Legislative Relief - was Re: Motion for a new POST NSF
bmanning at ISI.EDU
bmanning at ISI.EDU
Mon Oct 16 21:02:23 UTC 1995
> On 16 Oct 95 at 10:19, bmanning at ISI.EDU wrote:
> > Me thinks that this is yet one more short sighted view of the Internet.
> Bill, all very good points, indeed.
> But while the US-centric issues are not lost on me, it
> certainly seems that the majority of spammage originates from US
> ISPs. Perhaps this is based in some way on the free-wheeling
> entrepreneurial nature of US commerce or on the increasing tide
> of social indifference. But I digress...
..seems..(to).. originates from US (sites)...
And where do you get your data? Domain Names?
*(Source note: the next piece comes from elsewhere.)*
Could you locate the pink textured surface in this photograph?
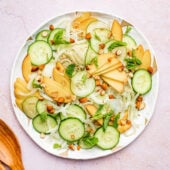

Not a real good measure. IP addresses? Better,
but only slightly so. Email origin? Ever hear
of email spoofing? John Currans earlier note
was very concrete here. You have no data that
back your assertion that the problem is US based.
> I am not advocating laws which restrict uses of commercial
> networks. I am advocating restraint over those things that
> others can do to me which cost me money and thus, are theft.
> Federal law already (I believe) restricts what use others may
> enjoy of my resources without my permission. FAX and cellular
> phones cannot be used for purposes of advertising.
So internetMCI, Sprintlink, PSI, UUnet, MSN,
and all existing ISP's networks are not going
to be bound by your proposed legislation?
While I can't say wrt cellular actions, I know
my fax machine (and PO box, and home answering
machine) get all sorts of unsolicited dreck.
Whats the law that I can use to protect myself?
> Finally, what I am suggesting is perhaps a little more subtle
> than grotesque legal bludgeoning. Consider the potential
> impact that highly visible federal law would have on those who
> would consider this an effective means to market to others using
> resources for which they do not pay.
Most folks that I know think that "highly visible federal law"
often equates to "grotesque legal bludgeoning".